Can energy intake alter clinical and hospital outcomes in PICU?Clin Nutr ESPEN. 2018 04; 24:41-46.CN
BACKGROUND & AIMS
Energy is essential for the treatment and recovery of children admitted to Pediatric Intensive Care Units (PICU). There are significant immediate and long-term health consequences of both under- and over-feeding in this population. Energy requirements of critically ill children vary depending on age, nutritional status, sepsis, fever, pharmacotherapy, and duration and stage of critical illness. This study aimed to determine the incidence of over- and under-feeding and to compare hospital outcomes between these feeding categories. Secondary outcomes were collected to describe the association between feeding categories and biochemistries (serum lactate, triglycerides, C-reactive protein).
An ethics approved retrospective study of children admitted to PICU was performed.
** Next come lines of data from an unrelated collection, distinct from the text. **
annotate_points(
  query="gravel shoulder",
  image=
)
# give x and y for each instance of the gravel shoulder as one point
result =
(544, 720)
All intubated patients admitted to PICU (2008-2013) were included, except those in which an IC test was not feasible. Data collection included demographics, the primary outcome variable reported as under feeding (<90%MREE), appropriate (MREE ±10%) or overfeeding (>110% MREE) determined through comparison of measured resting energy expenditure (MREE) using indirect calorimetry (IC) to actual energy intake based on predicted basal metabolic rate (PBMR) and clinical outcomes mechanical ventilation and PICU length of stay (LOS). Data were analysed with descriptive methods, ANOVA and linear regression models.
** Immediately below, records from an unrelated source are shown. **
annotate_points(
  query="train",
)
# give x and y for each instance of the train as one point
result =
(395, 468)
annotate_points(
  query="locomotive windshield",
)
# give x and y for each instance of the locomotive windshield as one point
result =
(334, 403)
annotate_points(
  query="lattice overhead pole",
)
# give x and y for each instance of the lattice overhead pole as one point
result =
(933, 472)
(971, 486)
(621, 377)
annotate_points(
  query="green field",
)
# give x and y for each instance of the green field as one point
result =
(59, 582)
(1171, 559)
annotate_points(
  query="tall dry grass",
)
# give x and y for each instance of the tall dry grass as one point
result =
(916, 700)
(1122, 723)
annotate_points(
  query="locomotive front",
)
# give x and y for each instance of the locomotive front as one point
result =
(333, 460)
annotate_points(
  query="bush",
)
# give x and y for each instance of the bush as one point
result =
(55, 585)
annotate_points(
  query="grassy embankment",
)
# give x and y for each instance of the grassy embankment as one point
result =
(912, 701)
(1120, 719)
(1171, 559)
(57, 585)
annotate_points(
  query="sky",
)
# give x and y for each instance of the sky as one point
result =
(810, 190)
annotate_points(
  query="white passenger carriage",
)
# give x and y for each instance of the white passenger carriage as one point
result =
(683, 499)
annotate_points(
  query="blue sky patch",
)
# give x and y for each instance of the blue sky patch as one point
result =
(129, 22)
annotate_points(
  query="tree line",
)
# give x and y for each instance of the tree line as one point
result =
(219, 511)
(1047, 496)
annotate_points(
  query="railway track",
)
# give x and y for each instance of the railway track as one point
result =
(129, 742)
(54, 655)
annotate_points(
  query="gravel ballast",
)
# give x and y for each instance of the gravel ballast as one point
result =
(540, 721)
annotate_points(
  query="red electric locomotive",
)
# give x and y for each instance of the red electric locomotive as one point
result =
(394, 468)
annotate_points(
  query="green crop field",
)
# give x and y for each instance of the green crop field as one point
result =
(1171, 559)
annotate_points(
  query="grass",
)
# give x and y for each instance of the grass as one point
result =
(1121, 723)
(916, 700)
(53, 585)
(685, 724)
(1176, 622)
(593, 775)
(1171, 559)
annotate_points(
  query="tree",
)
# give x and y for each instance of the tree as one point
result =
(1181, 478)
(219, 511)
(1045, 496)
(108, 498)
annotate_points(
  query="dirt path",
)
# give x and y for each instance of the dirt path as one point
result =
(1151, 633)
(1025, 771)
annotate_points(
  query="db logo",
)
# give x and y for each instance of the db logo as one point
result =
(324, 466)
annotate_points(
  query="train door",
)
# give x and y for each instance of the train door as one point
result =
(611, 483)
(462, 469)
A total of 139 patients aged 10 (range 0.03-204) months were included. Sixty (43%) were female and 77 (55%) were admitted after a surgical procedure. A total of 210 IC tests were conducted showing a statistically significant difference between MREE measurements and PBMR (p = 0.019). Of the 210 measurements, only 26 measures (12.4%) demonstrated appropriate feeding, while 72 (34.3) were underfed and 112 (53.3%) were overfed. Children who were overfed had significantly longer PICU LOS (median 45.5, IQR 47.8 days) compared to those children in the appropriately fed (median 21.0, IQR 54.5 days), and underfed groups (median 16.5, IQR 21.3 days). There was a mean difference between the over and under feeding category and ventilation days after adjusting for age and PRISM score (p = 0.026), suggesting decreased mechanical ventilation days for underfed. Children who were underfed had significantly higher CRP (median 75.5, IQR 152.8 mg/L) compared to those children in the appropriately fed (median 57.8, IQR 90.9 mg/L) and overfed groups (median 22.4, IQR 56.2 mg/L).
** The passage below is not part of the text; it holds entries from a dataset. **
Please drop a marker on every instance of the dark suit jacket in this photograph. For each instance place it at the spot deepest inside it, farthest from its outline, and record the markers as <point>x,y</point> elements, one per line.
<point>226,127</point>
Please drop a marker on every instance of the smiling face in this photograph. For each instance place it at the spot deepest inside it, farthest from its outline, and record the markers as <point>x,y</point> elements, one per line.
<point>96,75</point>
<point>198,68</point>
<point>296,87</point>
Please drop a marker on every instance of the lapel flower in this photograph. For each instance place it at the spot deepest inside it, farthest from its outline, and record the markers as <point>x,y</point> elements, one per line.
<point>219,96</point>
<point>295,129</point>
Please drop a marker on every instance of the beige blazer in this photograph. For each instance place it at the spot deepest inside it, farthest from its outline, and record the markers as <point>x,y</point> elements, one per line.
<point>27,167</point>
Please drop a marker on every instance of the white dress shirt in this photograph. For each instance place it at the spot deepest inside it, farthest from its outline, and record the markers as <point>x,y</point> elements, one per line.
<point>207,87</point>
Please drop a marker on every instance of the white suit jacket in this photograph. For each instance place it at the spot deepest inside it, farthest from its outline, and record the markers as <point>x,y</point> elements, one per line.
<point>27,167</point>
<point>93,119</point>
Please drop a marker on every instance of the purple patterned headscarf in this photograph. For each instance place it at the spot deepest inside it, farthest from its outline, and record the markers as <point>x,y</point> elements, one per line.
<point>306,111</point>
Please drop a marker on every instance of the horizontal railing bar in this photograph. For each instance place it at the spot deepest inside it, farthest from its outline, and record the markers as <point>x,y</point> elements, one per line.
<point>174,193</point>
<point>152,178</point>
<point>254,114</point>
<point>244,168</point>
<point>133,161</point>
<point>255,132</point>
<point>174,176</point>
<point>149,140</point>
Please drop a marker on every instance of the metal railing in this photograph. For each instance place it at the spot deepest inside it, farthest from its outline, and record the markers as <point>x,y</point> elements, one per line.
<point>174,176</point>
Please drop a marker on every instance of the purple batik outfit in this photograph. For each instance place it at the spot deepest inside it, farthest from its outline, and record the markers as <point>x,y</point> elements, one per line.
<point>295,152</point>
This retrospective study confirms that estimations of energy expenditure in critically ill children are inaccurate leading to unintended under and overfeeding. Importantly under feeding seems to be associated with fewer mechanical ventilation days and PICU LOS. Further research is required to elucidate the role of optimal nutrition in altering clinical variables in this population.